Going Down on the Funicular Train, Penang Hill
Our driver pressed a few buttons on his display panel and we began our rapid descent on the funicular train soon leaving the Upper Station behind.
From Lower to Upper Station the funicular track stretches a distance of 1,996 metres which is the longest in Asia.
The tunnel is 79 metres in length, 3 metres wide and at 27.9 degrees – the steepest tunnel track in the world.
The interior of our car (4th generation 24th of April 2011 – ) and a third generation train permanently frozen in time on a disused track (1977 – 2010). The 1st generation was around in 1906, the 2nd generation October 1923-1977.
Wiki says: The Penang Hill Railway was initially constructed for the British colonial community to enjoy the cooler air of the Penang Hill. The first attempt at a mountain railway on Penang Hill began with a proposal by three British residents, D. Logan, Joseph Heim and Alan Wilson and the formation of a private company in 1897, with funding from the colonial administration. The first attempt used the steam engine and was not funicular, and it proved to be a failure. The line was constructed between 1901 and 1905, but did not work due to technical faults.
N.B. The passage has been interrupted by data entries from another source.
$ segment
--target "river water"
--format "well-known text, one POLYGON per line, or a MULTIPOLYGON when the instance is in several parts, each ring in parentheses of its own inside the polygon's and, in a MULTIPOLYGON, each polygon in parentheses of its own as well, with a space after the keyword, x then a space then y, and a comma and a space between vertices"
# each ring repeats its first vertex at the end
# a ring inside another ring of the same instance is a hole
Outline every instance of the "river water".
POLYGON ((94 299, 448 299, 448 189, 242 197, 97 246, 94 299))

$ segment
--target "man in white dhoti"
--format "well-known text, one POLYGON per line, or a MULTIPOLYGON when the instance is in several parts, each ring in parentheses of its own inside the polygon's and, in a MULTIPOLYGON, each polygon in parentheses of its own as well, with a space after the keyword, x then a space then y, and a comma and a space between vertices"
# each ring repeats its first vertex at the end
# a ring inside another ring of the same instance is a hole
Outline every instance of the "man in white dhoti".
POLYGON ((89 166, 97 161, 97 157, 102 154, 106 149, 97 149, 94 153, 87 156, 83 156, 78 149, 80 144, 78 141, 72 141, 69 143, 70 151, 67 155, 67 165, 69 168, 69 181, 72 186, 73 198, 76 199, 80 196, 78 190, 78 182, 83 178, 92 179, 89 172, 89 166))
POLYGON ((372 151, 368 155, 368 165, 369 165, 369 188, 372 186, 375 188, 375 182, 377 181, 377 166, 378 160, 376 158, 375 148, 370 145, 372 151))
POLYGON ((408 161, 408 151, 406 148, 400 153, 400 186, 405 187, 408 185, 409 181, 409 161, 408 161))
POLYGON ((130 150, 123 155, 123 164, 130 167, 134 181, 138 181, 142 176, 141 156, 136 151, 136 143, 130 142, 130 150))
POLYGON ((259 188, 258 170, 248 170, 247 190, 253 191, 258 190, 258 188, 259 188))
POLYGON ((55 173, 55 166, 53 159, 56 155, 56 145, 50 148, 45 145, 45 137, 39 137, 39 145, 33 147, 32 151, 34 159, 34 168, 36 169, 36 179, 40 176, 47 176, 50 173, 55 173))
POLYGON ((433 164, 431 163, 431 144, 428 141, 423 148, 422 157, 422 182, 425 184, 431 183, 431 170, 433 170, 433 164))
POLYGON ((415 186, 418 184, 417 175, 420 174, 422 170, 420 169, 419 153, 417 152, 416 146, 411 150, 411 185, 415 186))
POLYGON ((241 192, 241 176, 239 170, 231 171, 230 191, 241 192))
The Straits government then organized a new project in 1909. The Penang Hills Funicular Railway was designed by Arnold R Johnson, an engineer with the Federated Malay States Railways, based on a Swiss design. Construction of the second railway cost 1.5 million Straits dollars, and the 2,007m long funicular railway was informally opened on October 21, 1923 and it commenced operation. After a successful trial period, on 1 January 1924, the railway was officially opened by the then Governor of Straits Settlement, Sir L.N. Guillemard. In its first year of operation it carried 35,201 passengers and made 4,021 trips. The Penang Municipality, George Town managed and maintained the railway from its opening until February 1, 1977, when it was taken over by the Penang state Government.
Until 2010, the Penang Hills Funicular Railway had two independent sections due to the difference in gradient between the lower and upper section, and passengers were required to change train in the middle station. The upper and lower sections each had two counterbalanced 40-passenger cars, and each section had a passing loop in the middle and intermediate stops. The cars were pulled by steel cable electrically driven with 500 volts power. The railway has a tunnel which measures 258 feet long and is the steepest tunnel in the world. It took 30 minutes to go up the hill on the funicular service with a change of train in the middle station.
There was an upgrade of the service in 1977 and a complete overhaul in 2010.
Down we went.
The passing place.
We passed through Stesen Tengah (Middle Station) at a height of 349.4 metres. Another old train tucked away in history.
Amazing how many twists and turns we went through.
A quick look out of the side window to see the view and how far we had descended.
The last straight.
The final slight curve and the ten minute ride had come to an end. Out we got and went in search of the Hop On Hop Off Bus.